In order to study maturation and differentiation of aneural myotubes in vitro, long-term myotube cultures were established from hindlimb musculature of newborn rats. The developmental state of the myotubes was judged by their myosin heavy chain (HC) patterns. Newly formed myotubes only expressed the embryonic isoform, HCemb, older myotubes expressed the neonatal isoform HCneo, as well as the fast adult isoforms HCIIb and HCIId. HCIId increased continuously, reaching a relative concentration of 47% in 37-day-old cultures. The third fast isoform, HCIIa, was not detected and also the slow isoform HCI was absent. Effects of chronic (20 days) electrostimulation were studied by exposing the cultures to various stimulus patterns.
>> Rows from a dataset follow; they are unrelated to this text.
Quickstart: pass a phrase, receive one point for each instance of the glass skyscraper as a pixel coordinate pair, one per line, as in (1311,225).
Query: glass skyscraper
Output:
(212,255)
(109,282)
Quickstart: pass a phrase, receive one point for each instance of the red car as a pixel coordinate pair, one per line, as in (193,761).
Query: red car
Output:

Bursts of 250 ms duration at various pulse frequencies were applied at low and high burst frequencies. Although HCemb remained the predominant isoform under all conditions, different stimulus patterns induced specific changes in the patterns of fast and slow HC isoforms. Bursts of 250 ms duration at 15 Hz, 40 Hz, or 100 Hz, repeated every second or every 4 s, induced the expression of slow myosin, i.e., HCl. Bursts of 250 ms duration at 100 Hz, repeated every 100 s, enhanced the expression of HCIId, but not of HCI. Because slow myosin was induced at high burst frequency with low and high pulse rates, we suggest that burst frequency rather than pulse frequency has a specifying effect on myosin expression. Our results show that the basal program of myosin expression during myogenesis in vitro can be modulated by electrostimulation, suggesting a possible influence of neuromuscular activity on the development of adult fiber types.